Find the intersection of two unsorted arrays - Interview Problem

Difficulty Level : Medium
Asked in : Google, Facebook

Understanding the Problem

Problem Description: Given two integer arrays A[] and B[] of size m and n, respectively. We need to find the intersection of these two arrays. The intersection of two arrays is a list of distinct numbers which are present in both the arrays. The numbers in the intersection can be in any order.

For example

Input: A[] = {1,4,3,2,5, 8,9} , B[] = {6,3,2,7,5}

Output: {3,2,5}

Input : A[] = {3,4,6,7,10, 12, 5}, B[] = {7,11,15, 18}

Output: {7}

Possible follow-up questions to ask the interviewer:-

  1. Can you modify the arrays? (Ans: Yes)
  2. What are the constraints on the length and elements of the array? (Ans: m>n, 1 <= m,n <= 10^5, -10^5 <= A[i], B[i] <= 10^5)
  3. Can there be repeated elements in the array or between the arrays? (Ans: Yes, the possibility exists)

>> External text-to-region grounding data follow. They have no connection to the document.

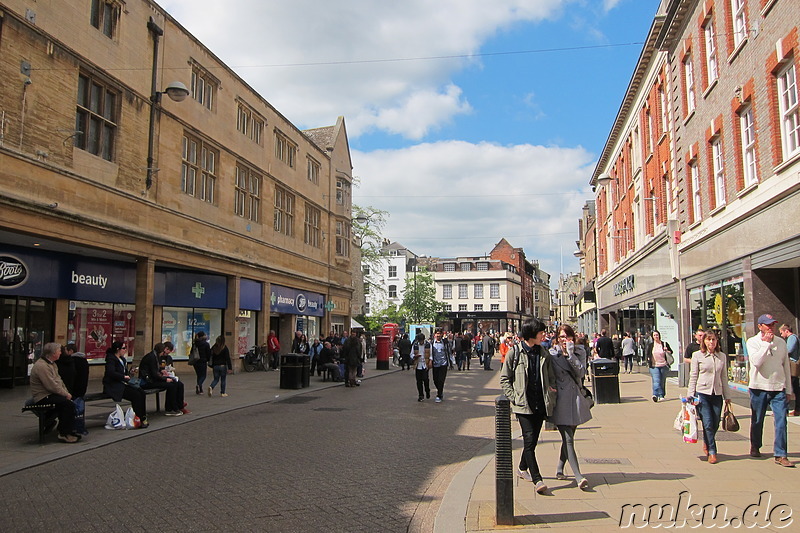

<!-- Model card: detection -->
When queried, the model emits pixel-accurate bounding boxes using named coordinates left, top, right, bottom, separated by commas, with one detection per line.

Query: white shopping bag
left=105, top=404, right=126, bottom=430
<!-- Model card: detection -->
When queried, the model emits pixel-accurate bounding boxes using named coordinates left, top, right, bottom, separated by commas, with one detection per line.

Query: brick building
left=0, top=0, right=357, bottom=385
left=591, top=0, right=799, bottom=392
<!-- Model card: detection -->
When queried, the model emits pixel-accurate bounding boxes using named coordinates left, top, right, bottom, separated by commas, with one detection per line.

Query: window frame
left=90, top=0, right=119, bottom=39
left=731, top=0, right=747, bottom=48
left=274, top=130, right=297, bottom=168
left=335, top=219, right=350, bottom=257
left=190, top=63, right=217, bottom=111
left=704, top=18, right=719, bottom=85
left=711, top=138, right=726, bottom=208
left=181, top=133, right=217, bottom=203
left=490, top=283, right=500, bottom=299
left=739, top=106, right=758, bottom=187
left=458, top=284, right=468, bottom=299
left=777, top=62, right=800, bottom=159
left=307, top=157, right=320, bottom=185
left=303, top=203, right=321, bottom=248
left=388, top=285, right=397, bottom=299
left=684, top=54, right=696, bottom=114
left=236, top=102, right=264, bottom=145
left=274, top=186, right=295, bottom=237
left=690, top=159, right=702, bottom=223
left=234, top=164, right=261, bottom=222
left=442, top=284, right=452, bottom=299
left=75, top=72, right=118, bottom=161
left=474, top=284, right=484, bottom=299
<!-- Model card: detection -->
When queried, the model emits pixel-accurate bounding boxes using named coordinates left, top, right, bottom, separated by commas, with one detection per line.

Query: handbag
left=187, top=345, right=200, bottom=366
left=790, top=360, right=800, bottom=378
left=665, top=350, right=675, bottom=367
left=722, top=403, right=739, bottom=432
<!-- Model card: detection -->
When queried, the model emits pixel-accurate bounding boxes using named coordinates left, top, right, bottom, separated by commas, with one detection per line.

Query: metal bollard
left=495, top=394, right=514, bottom=525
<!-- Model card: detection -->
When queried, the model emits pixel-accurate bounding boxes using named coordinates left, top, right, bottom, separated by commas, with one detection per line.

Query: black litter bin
left=591, top=358, right=620, bottom=404
left=280, top=354, right=304, bottom=389
left=300, top=354, right=311, bottom=388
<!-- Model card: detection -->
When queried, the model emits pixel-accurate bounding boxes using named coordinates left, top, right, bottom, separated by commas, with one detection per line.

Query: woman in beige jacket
left=687, top=330, right=731, bottom=464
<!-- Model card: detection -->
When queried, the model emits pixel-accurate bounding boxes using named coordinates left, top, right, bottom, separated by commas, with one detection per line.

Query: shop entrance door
left=0, top=297, right=54, bottom=388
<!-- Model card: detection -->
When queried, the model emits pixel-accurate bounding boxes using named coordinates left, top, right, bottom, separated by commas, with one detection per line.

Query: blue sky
left=159, top=0, right=659, bottom=284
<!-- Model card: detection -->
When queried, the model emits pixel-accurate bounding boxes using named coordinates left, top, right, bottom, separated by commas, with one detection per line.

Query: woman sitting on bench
left=102, top=341, right=149, bottom=429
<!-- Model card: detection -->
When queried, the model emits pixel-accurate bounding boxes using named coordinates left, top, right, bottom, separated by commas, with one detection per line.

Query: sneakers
left=517, top=469, right=532, bottom=482
left=775, top=457, right=795, bottom=467
left=220, top=393, right=228, bottom=397
left=555, top=472, right=568, bottom=480
left=58, top=434, right=79, bottom=443
left=750, top=447, right=762, bottom=458
left=418, top=396, right=424, bottom=402
left=165, top=410, right=183, bottom=417
left=652, top=395, right=658, bottom=402
left=578, top=478, right=590, bottom=490
left=535, top=480, right=548, bottom=494
left=435, top=397, right=442, bottom=403
left=139, top=418, right=149, bottom=429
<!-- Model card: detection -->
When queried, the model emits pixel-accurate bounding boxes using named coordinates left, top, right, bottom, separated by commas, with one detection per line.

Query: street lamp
left=145, top=17, right=189, bottom=190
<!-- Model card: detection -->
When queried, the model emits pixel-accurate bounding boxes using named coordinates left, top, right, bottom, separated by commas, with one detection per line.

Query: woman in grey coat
left=550, top=324, right=592, bottom=490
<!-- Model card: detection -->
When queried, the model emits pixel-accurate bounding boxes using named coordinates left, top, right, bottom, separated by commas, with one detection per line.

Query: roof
left=303, top=126, right=336, bottom=151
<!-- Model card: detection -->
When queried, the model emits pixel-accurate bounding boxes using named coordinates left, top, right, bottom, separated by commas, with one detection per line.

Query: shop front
left=157, top=268, right=226, bottom=359
left=270, top=284, right=324, bottom=342
left=237, top=278, right=263, bottom=358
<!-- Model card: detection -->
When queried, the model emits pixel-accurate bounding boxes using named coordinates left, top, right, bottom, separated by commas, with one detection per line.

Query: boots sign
left=0, top=255, right=28, bottom=289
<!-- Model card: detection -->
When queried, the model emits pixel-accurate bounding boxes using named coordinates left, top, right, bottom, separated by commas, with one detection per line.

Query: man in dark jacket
left=139, top=342, right=187, bottom=416
left=57, top=343, right=90, bottom=435
left=397, top=333, right=413, bottom=370
left=341, top=330, right=362, bottom=387
left=595, top=330, right=614, bottom=359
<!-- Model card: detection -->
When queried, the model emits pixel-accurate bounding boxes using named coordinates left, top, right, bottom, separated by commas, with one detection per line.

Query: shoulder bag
left=722, top=403, right=739, bottom=432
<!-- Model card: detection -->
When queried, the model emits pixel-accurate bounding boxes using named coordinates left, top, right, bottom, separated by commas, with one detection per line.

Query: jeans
left=210, top=365, right=228, bottom=393
left=516, top=412, right=546, bottom=483
left=650, top=366, right=668, bottom=398
left=432, top=366, right=448, bottom=399
left=697, top=393, right=723, bottom=455
left=556, top=425, right=583, bottom=480
left=194, top=361, right=207, bottom=390
left=623, top=355, right=634, bottom=373
left=416, top=368, right=430, bottom=399
left=73, top=396, right=86, bottom=434
left=483, top=353, right=492, bottom=370
left=749, top=388, right=788, bottom=457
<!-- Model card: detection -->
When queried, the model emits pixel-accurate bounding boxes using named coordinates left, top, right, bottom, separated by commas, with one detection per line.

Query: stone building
left=0, top=0, right=357, bottom=384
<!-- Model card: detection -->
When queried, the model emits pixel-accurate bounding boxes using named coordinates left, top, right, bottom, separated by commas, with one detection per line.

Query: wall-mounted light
left=596, top=173, right=614, bottom=187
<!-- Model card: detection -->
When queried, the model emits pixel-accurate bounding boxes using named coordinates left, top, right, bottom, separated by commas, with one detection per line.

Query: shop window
left=237, top=310, right=258, bottom=357
left=67, top=302, right=134, bottom=361
left=161, top=307, right=222, bottom=359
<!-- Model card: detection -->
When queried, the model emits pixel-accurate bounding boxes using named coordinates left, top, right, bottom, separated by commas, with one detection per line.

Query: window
left=684, top=55, right=696, bottom=114
left=90, top=0, right=118, bottom=39
left=274, top=130, right=297, bottom=168
left=388, top=265, right=397, bottom=278
left=731, top=0, right=747, bottom=48
left=75, top=73, right=118, bottom=161
left=181, top=134, right=217, bottom=203
left=704, top=19, right=719, bottom=85
left=388, top=285, right=397, bottom=298
left=307, top=157, right=320, bottom=185
left=474, top=284, right=484, bottom=299
left=443, top=285, right=452, bottom=299
left=477, top=262, right=489, bottom=271
left=458, top=284, right=468, bottom=299
left=460, top=263, right=471, bottom=272
left=490, top=304, right=499, bottom=312
left=362, top=265, right=370, bottom=276
left=335, top=220, right=350, bottom=257
left=474, top=304, right=483, bottom=312
left=274, top=186, right=295, bottom=237
left=236, top=102, right=264, bottom=144
left=234, top=164, right=261, bottom=222
left=336, top=178, right=351, bottom=206
left=304, top=203, right=321, bottom=248
left=190, top=64, right=217, bottom=110
left=690, top=160, right=702, bottom=223
left=739, top=106, right=758, bottom=187
left=711, top=138, right=726, bottom=208
left=365, top=302, right=370, bottom=314
left=458, top=304, right=467, bottom=312
left=646, top=109, right=654, bottom=154
left=444, top=304, right=452, bottom=312
left=443, top=263, right=456, bottom=272
left=490, top=283, right=500, bottom=298
left=534, top=290, right=540, bottom=302
left=659, top=86, right=668, bottom=135
left=777, top=62, right=800, bottom=159
left=363, top=283, right=369, bottom=295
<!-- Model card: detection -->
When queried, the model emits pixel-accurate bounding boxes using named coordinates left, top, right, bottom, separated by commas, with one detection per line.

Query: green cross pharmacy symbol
left=191, top=282, right=205, bottom=299
left=324, top=300, right=335, bottom=312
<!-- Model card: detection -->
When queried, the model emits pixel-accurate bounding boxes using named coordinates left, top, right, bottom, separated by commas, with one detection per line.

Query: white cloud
left=158, top=0, right=568, bottom=137
left=603, top=0, right=624, bottom=12
left=352, top=141, right=594, bottom=278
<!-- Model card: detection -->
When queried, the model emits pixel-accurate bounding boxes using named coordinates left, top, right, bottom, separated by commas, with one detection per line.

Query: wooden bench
left=22, top=388, right=164, bottom=443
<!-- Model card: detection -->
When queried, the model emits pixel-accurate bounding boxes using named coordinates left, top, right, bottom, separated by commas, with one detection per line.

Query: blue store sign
left=269, top=284, right=324, bottom=317
left=0, top=245, right=136, bottom=302
left=155, top=269, right=227, bottom=308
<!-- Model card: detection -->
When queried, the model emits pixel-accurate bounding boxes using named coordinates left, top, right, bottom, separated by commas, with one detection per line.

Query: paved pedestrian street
left=0, top=367, right=498, bottom=532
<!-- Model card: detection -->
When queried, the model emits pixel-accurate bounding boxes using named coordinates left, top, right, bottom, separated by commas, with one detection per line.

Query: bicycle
left=242, top=344, right=269, bottom=372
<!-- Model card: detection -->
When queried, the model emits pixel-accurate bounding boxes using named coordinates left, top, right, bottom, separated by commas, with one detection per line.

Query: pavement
left=2, top=362, right=799, bottom=532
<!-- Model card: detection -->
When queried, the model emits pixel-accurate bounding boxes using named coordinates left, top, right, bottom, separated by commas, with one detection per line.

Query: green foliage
left=353, top=205, right=389, bottom=295
left=399, top=267, right=447, bottom=324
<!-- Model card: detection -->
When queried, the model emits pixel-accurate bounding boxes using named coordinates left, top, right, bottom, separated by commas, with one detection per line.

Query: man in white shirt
left=747, top=314, right=794, bottom=467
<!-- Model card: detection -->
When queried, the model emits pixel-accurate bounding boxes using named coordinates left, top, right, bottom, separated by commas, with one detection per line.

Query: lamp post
left=146, top=17, right=189, bottom=190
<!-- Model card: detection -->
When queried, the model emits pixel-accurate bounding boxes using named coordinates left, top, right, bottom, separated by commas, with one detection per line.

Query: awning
left=350, top=318, right=366, bottom=329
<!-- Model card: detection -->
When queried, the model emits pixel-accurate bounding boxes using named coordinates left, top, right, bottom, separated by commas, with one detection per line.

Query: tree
left=399, top=267, right=446, bottom=324
left=352, top=204, right=389, bottom=296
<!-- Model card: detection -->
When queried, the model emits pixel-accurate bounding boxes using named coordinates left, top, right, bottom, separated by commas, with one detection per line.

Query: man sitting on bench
left=30, top=342, right=80, bottom=443
left=139, top=342, right=189, bottom=416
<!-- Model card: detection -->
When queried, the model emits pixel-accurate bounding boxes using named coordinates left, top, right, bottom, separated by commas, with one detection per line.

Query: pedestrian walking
left=341, top=330, right=362, bottom=387
left=499, top=318, right=556, bottom=495
left=208, top=335, right=233, bottom=397
left=550, top=325, right=591, bottom=490
left=646, top=330, right=673, bottom=402
left=779, top=324, right=800, bottom=416
left=267, top=330, right=280, bottom=370
left=481, top=332, right=495, bottom=370
left=430, top=329, right=452, bottom=402
left=747, top=314, right=795, bottom=467
left=412, top=333, right=431, bottom=401
left=398, top=333, right=412, bottom=370
left=686, top=329, right=729, bottom=464
left=192, top=331, right=212, bottom=394
left=621, top=332, right=636, bottom=374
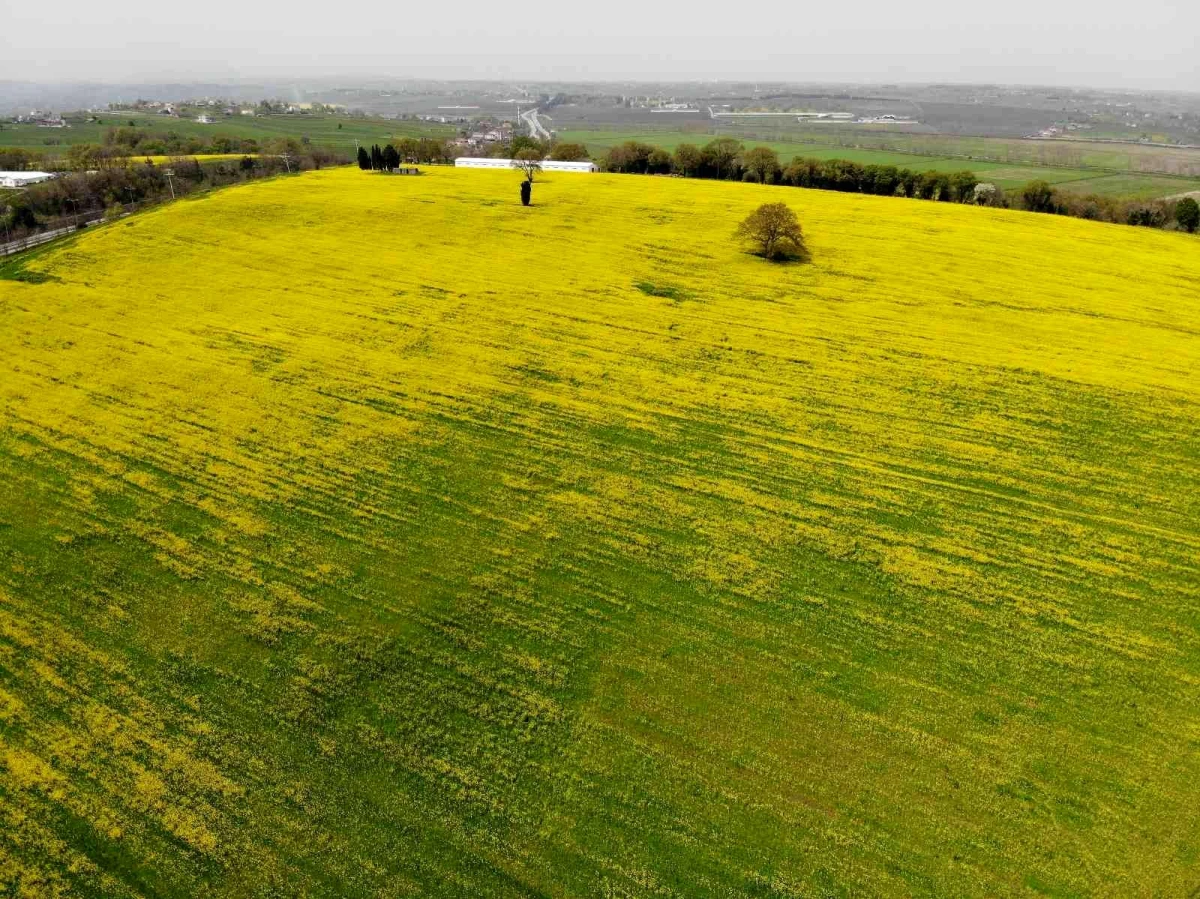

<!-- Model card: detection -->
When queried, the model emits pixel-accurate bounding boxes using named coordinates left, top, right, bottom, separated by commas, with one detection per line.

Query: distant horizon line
left=2, top=74, right=1197, bottom=96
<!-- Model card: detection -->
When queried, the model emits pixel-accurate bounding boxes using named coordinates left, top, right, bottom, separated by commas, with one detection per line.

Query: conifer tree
left=382, top=144, right=400, bottom=173
left=357, top=146, right=370, bottom=170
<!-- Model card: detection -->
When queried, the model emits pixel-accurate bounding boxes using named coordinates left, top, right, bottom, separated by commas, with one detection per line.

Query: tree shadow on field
left=746, top=244, right=812, bottom=265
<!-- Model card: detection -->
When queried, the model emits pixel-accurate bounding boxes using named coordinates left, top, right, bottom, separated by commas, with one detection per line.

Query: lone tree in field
left=1177, top=197, right=1200, bottom=233
left=514, top=148, right=541, bottom=206
left=513, top=148, right=542, bottom=183
left=736, top=203, right=807, bottom=261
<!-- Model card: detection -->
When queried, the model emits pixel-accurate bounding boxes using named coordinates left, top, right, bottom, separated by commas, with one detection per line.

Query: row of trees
left=2, top=152, right=340, bottom=241
left=4, top=131, right=347, bottom=174
left=101, top=125, right=262, bottom=157
left=600, top=139, right=982, bottom=201
left=360, top=144, right=400, bottom=172
left=356, top=136, right=587, bottom=172
left=358, top=138, right=464, bottom=171
left=598, top=138, right=1200, bottom=231
left=1018, top=180, right=1199, bottom=231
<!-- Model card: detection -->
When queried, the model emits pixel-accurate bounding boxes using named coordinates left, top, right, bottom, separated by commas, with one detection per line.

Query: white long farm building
left=0, top=171, right=56, bottom=188
left=455, top=157, right=596, bottom=173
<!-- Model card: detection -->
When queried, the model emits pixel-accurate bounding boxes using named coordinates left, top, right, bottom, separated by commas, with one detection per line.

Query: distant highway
left=521, top=108, right=552, bottom=141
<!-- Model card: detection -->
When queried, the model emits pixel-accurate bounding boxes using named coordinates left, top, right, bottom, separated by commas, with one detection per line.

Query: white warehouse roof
left=0, top=171, right=56, bottom=188
left=455, top=157, right=596, bottom=173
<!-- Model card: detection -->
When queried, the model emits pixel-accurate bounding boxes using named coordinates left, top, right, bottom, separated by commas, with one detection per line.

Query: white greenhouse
left=454, top=158, right=596, bottom=173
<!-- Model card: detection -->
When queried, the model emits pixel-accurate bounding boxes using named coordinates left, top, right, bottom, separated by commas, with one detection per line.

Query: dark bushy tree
left=390, top=137, right=454, bottom=165
left=6, top=199, right=38, bottom=231
left=949, top=171, right=980, bottom=203
left=701, top=138, right=743, bottom=180
left=743, top=147, right=780, bottom=185
left=1176, top=197, right=1200, bottom=233
left=511, top=136, right=549, bottom=158
left=549, top=142, right=589, bottom=162
left=647, top=148, right=672, bottom=174
left=602, top=141, right=656, bottom=174
left=1021, top=180, right=1057, bottom=213
left=672, top=143, right=702, bottom=178
left=357, top=146, right=370, bottom=170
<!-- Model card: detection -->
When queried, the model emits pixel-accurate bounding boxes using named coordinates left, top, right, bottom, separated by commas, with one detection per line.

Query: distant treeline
left=0, top=127, right=346, bottom=172
left=597, top=138, right=1200, bottom=233
left=356, top=136, right=592, bottom=169
left=2, top=148, right=349, bottom=241
left=358, top=138, right=458, bottom=171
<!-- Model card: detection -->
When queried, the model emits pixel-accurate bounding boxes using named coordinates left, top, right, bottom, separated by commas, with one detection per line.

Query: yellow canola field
left=121, top=153, right=257, bottom=165
left=1, top=166, right=1198, bottom=897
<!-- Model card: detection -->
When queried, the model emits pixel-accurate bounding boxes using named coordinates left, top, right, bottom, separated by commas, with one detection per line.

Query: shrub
left=1127, top=205, right=1166, bottom=228
left=549, top=143, right=589, bottom=162
left=1021, top=181, right=1057, bottom=213
left=973, top=183, right=1002, bottom=206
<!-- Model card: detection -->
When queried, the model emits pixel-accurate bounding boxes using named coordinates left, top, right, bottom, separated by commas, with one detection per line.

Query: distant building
left=454, top=158, right=597, bottom=173
left=195, top=114, right=214, bottom=124
left=0, top=171, right=56, bottom=188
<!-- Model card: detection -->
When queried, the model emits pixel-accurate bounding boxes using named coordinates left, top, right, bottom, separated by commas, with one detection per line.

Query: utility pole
left=164, top=168, right=176, bottom=200
left=280, top=154, right=292, bottom=174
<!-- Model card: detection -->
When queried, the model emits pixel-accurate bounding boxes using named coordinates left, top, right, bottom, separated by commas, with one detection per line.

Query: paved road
left=521, top=109, right=552, bottom=142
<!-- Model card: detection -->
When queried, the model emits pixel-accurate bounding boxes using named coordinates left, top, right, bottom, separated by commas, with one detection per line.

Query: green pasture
left=0, top=112, right=452, bottom=155
left=555, top=127, right=1200, bottom=197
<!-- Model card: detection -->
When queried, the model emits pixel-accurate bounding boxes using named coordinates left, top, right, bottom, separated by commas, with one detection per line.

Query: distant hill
left=1, top=167, right=1197, bottom=896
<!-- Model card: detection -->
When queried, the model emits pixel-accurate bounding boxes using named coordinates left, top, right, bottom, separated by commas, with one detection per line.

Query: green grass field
left=1, top=168, right=1199, bottom=896
left=0, top=112, right=452, bottom=155
left=554, top=127, right=1200, bottom=198
left=688, top=124, right=1200, bottom=177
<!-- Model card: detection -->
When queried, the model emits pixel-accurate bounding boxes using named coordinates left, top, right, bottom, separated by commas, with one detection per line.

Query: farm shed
left=455, top=157, right=597, bottom=173
left=0, top=171, right=56, bottom=188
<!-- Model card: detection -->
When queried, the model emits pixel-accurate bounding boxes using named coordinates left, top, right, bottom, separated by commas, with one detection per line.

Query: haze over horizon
left=2, top=0, right=1197, bottom=92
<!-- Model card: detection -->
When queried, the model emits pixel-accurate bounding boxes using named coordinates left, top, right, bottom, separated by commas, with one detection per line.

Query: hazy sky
left=2, top=0, right=1197, bottom=90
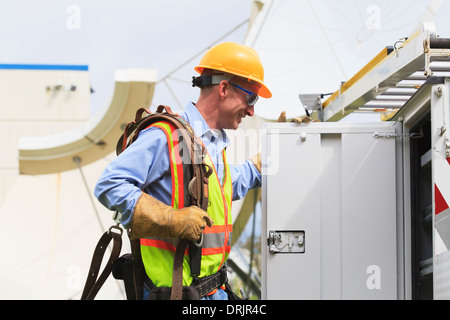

Designing efficient solutions

We are discussing four ways to solve this problem :

  1. Brute force: Use nested loops
  2. Sorting and binary search
  3. Sorting and two-pointer approach
  4. Using a Hash Table

1. Brute Force: Use nested loops

For each element in A[], perform a linear search on B[]. Keep on adding the common elements to a list. To make sure the numbers in the list are unique, either check before adding new numbers to list or remove duplicates from the list after adding all numbers.

Pseudo-Code
int[] findIntersection(int A[], int B[], int m, int n)
{
    int ans[]
 
    for ( i = 0 to m-1 )
    {
        for ( j = 0 to n-1 )
        {
           if ( A[i] == B[j] )
              if ( A[i] not in ans)
                  ans.add(A[i])
        }
    }
 
    return ans
}
Complexity Analysis

There are two loops in the solution where the outer loop runs n times and the inner loop runs m times. So in the worst case, time complexity = O(m*n).

Space Complexity: worst-case = O(1) (Why? Some space is being consumed by answer list. Why isn't it taken into consideration?)

Critical ideas to think!
  • What would be the time and space complexity of removing duplicates from n size array?
  • How can we improve the time complexity?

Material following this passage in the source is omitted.